When a corporate entity purchases a residential property costing more than £500,000 there is an additional SDLT corporate surcharge of 15% applied to the transaction. One exemption from the 15% surcharge is based on the property not being occupied by a shareholder, Director, or other such persons. That non-occupation rule applies for three years and allows HMRC to look back on historical transactions.
SDLT Higher Rate Surcharge
The property rental exemption briefly means the property is to be rented out to generate revenue or used by the business but in either scenario the property can only be occupied by a “non-qualifying” person if exemption from the 15% surcharge is to be valid.
In this article, we consider the case of Mas Fabrics Hong Kong. The 15% rate was deemed not appropriate because the taxpayer failed the non-qualifying use and the taxpayer settled the additional SDLT once this was identified. However, HMRC pursued a penalty of £55k and this tribunal case considered whether that penalty was appropriate.
HMRC’s enquiry asked numerous questions about ownership of the company. Initial response was that the property was not currently occupied, but when it is used it will be used by non-qualifying personnel. Further queries identified that the Deputy Chairman had occupied the premises for 4 days in September 2018 and later acknowledged the property would in fact be used by Directors and the leadership group. The Local Authority had been advised by the building management that the apartment had been occupied by the Deputy chairman permanently since completion and was liable for Council tax.
There was no argument the surcharge should have been applicable. In terms of mitigation, one aspect was a language barrier, with the idea that qualifying and non-qualifying was a confusing concept, in a way it is, qualifying in the ordinary sense means you meet the conditions for something, whereas non-qualifying means you don’t meet the condition, but with this SDLT surcharge, non-qualifying occupants qualify for the relief, whereas qualifying occupants don’t.
A second argument was that the taxpayer had sought advice from an agent, but the Tribunal concluded that the agent is reliant upon the taxpayer to give them all the information in order to arrive at the right outcome. The agent had no evidence it had given specific advice, the majority of the transaction taking place by telephone and the Tribunal could not conclude whether the agent had advised incorrectly or because of lack of information from the taxpayer.
On that basis the conclusion was that the carelessness penalty would remain.
It was never clear whether the taxpayer had sought advice or whether it had received any. Engaging with an agent does not exonerate the taxpayer from penalties, there is a requirement for the taxpayer to fully disclose their intention and there is an expectation for the agent to ask the right questions, perhaps more so where the taxpayer is not UK resident or has English as a second language.

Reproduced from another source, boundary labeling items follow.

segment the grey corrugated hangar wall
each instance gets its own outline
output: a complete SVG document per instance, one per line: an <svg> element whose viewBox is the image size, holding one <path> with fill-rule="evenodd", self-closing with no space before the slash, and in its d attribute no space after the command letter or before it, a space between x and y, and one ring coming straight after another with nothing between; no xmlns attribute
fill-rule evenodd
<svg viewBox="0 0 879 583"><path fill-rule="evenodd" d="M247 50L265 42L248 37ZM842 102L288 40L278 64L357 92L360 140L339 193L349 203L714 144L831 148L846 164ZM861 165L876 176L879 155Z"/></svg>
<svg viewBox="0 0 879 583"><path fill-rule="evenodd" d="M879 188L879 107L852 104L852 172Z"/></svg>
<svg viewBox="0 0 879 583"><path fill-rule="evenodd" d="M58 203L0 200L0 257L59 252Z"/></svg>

Tax is complicated at the best of times and an overseas business may not understand the role of a shareholder or Director in the same terms of UK law and understanding. A Director may just be a title role which confers no ownership or right to profit or it could mean you own the business outright with all profit coming to you.
As an aside, a non-UK entity purchasing a residential property over £500,000 today would not only incur the 15% surcharge (unless it can claim exemption), but also an additional 2% for being based overseas and this 2% is in addition to the existing 3% surcharge for acquiring a property into a corporate entity.